Monica Piloni’s Portrait seduces the spectator through the elegance of the face only apparently absent. An acute look will reveal that nothing is missing from it. For every face encountered in a work of art is like velvet arranged over an empty inner space, its folds becoming the theme of the investigation.
The body of a work of art is always empty, because it relies on bodies that are accustomed only at first sight. One’s own body appears, to each subject, especially intimate and familiar. But the pieces in the Colmon-Stock collection show us that this is an illusion.
An illusion is a distortion of any given reality. Illusions play with something that is not an illusion: for example, one’s own body, to which we are linked for as long as we exist as living beings. We are constitutively embodied. But we fail to see the flip side of our body, because we know it only from an inner perspective. That’s why it feels uncomfortable to hear our own voice, to see an image of our body or to unexpectedly catch a glimpse of our reflection in a mirror. We don’t know ourselves like others do. That means that we are essentially concealed from ourselves, because others always get to know a lot more of ourselves than we do. We need to meet others and let them surprise us.

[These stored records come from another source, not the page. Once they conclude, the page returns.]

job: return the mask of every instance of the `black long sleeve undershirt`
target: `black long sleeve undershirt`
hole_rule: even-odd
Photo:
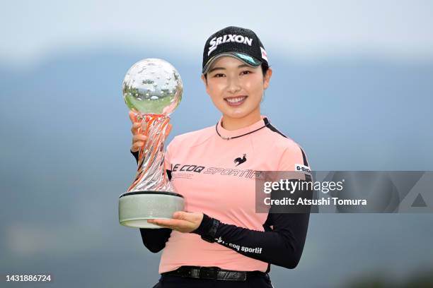
[[[132,154],[138,158],[138,152]],[[171,172],[167,170],[170,179]],[[302,255],[309,217],[309,210],[305,213],[269,213],[263,224],[265,231],[220,223],[214,244],[254,259],[293,269]],[[207,234],[212,222],[212,218],[204,214],[200,227],[191,233]],[[144,246],[154,253],[166,246],[171,232],[168,228],[139,229]]]

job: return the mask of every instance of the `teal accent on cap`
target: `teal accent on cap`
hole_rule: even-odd
[[[246,55],[244,54],[241,54],[241,53],[235,53],[235,54],[238,57],[242,58],[244,61],[248,62],[250,64],[251,64],[253,66],[259,66],[260,65],[260,64],[257,63],[255,61],[255,60],[254,60],[254,59],[253,57],[251,57],[250,56]]]

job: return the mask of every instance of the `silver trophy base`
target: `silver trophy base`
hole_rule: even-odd
[[[183,211],[180,194],[164,191],[133,191],[119,197],[119,222],[134,228],[163,228],[148,223],[148,219],[172,219],[173,213]]]

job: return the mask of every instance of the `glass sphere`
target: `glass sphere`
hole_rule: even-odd
[[[127,106],[142,114],[170,115],[180,102],[183,89],[176,68],[156,58],[147,58],[132,65],[122,85]]]

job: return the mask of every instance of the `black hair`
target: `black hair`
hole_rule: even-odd
[[[263,77],[265,77],[265,75],[266,75],[266,72],[267,72],[267,70],[269,69],[269,66],[266,65],[266,64],[262,63],[260,65],[260,67],[262,67],[262,73],[263,74]],[[207,81],[207,73],[204,74],[204,78],[206,78],[206,80]]]

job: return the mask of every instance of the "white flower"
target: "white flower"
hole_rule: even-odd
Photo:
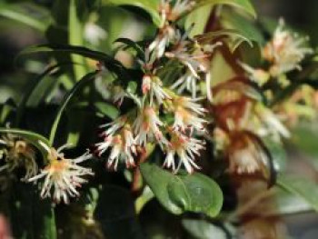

such a surprise happened to me when I had the opportunity of enjoying the hospitality of my new Brazilian friends. For they granted me access to an inner view of Rio and about Rio, well beyond the Lagoa and Ipanema. This inner view with a terrace had, in turn, its own inner views. For it contains within its premises the works of art in the Collection, which this catalogue makes accessible to the audience. Works of art, in turn, have their own inner spaces. They are mutual commentators of each other. Thus the exhibition space, added to the hospitality and truth, features an infinite base structure: the deeper we dive into a truth, the clearer it becomes to us that there is another way of observing objects whose surface we regard as familiar. But the truth is that nothing is truly as familiar to us as it seems. And this truth is put to work in a work of art.